”Korku değil Özgürlük” adı altından Almanya’nın bir çok şehrinde gerçekleştirilen yürüyüşlerle, temel insan hak ve özgürlüklerin tehlike altında olduğu dile getirildi.
Mustafa Akpolat
23 Mayıs Cumartesi günü, ”Korku değil Özgürlük” talebiyle Hamburg’da düzenlenen bir yürüyüşle, Anayasada yer alan ve ihlal edilen, temel insan hak ve özgürlüklerin korunması talep edildi. Almanya Anayasası’nın kabulünün 66. yıl dönümüne denk getirilen yürüyüşte, anayasanın ihlal edildiğine dikkat çekildi.
Hamburg Parlamento binası önünde başlayan yürüyüşe, değişik sivil toplum kuruluşları, siyasi partiler ve kurumlar katıldığı, Şehrin en kalabalık caddelerinden geçerek yine Parlamento binası önünden bitirilen yürüyüşte yapılan konuşmalarda, CDU/CSU ve SPD’den oluşan Federal Hükümetin, Temel insan hak ve özgürlüklere yönelik saldırı ve politikaları protesto edildi.
Korsan Partisi, Gizli servislerin kapatılmasını talep etti
Almanya Korsan Partisi, gizli servis ve istihbarat örgütlerinin kapatılmasını ve temel insan hak ve özgürlüklerin korunumasını talep etti.
Yaklaşık bin kişinin katıldığı yürüyüşte yapılan konuşmalarda, Anayasayı ihlal ederek, temel insan hak ve özgürlükleri tehdit eden gizli istihbarat servislerinin kapatılmasını talep etti.
2010 yılından Avrupa Adalet Divanı ve 2014 yılında Almaya Anayasa Mahkemesi tarafından, halkın kişisel bilgi ve verilerini tutma, saklama yasalarında yapılmak istenenler değişiklikleri red etmelerine rağmen, şu an görevde bulunan Federal Hükümeti oluşturan Koalisyon ortakları CDU/CSU ve SPD tarafından yeniden gündeme getirilmek istemekteler. Federal Hükümetin bu politikası, önümüzdeki günlerde 28 şehir ve merkezde yapılacak eylemlerle protesto edileceğide belirtildi.
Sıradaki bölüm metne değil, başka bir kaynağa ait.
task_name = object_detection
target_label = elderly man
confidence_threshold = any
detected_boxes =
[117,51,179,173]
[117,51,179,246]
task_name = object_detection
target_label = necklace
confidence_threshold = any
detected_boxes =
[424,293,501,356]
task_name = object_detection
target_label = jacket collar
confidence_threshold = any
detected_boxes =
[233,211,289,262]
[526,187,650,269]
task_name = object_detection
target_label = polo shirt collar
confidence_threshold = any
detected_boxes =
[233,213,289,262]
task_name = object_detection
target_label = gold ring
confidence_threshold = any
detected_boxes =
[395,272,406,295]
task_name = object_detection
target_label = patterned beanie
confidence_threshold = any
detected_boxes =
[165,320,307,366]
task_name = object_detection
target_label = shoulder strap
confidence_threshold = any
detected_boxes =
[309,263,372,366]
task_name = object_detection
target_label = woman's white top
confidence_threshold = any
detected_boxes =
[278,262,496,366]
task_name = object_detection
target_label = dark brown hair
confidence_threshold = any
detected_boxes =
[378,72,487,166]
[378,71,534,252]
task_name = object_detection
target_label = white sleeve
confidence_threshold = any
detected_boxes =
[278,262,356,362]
Korsan partisi adına yapılan konuşmalarda, tüm gizli örgüt ve istibaharat örgütlerinin kontrolün dışına çıktıklarını, hukuk devleti, demokrasiyı ve Anayasayı ihlal ettikleri belirtildi. NSU adlı gizli nazi terör örgütünün işlediği cinayetler ve devam eden dava sürecinde, yaşananlar, Anayasayı Koruma teşkilatının rolu halen açığa çıkmadığı gibi bir çok belge ve bulgunun yok edilmesi, araştırma komisyonlarının işlevsiz kalmasında rolu olduğu kamuoyu tarafından da bilinmekte. Doğaları gereği demokrasi ile uyum içinde olamayan ve hukuk tanımaz yapıları ile İstihbarat örgütlerinin kontrol altına alınması veya yeniden reforme edilmesininde mümkün olmadığını en son NSU skandalında da anlaşıldığına değinen konuşmacılar, bundan dolayı tüm istihbarat örgütlerinin derhal kapatılmasını talep ettiler. Anayasayı korumakla yükümlü olan bu örgütlerin, anayasayı ihlal etmelerini kabul edilemeyeceği belirtildi. İnsanlara ait bilgilerin tutularak ve bu bilgilerin başka yabancı istihbarat örtgütlerine aktarılması, saklanması ve herkesi potansiyel suçlu olarak fişenmesinin kabul edilemez olduğu, hiçbir İstibaharat örgütünün buna hakkı olmadığı belirtildi.
Düzenlenen yürüyüşe, Yeşiller, Sol Parti, Korsan Parti, FDP ve sivil toplum kuruluşları katıldı.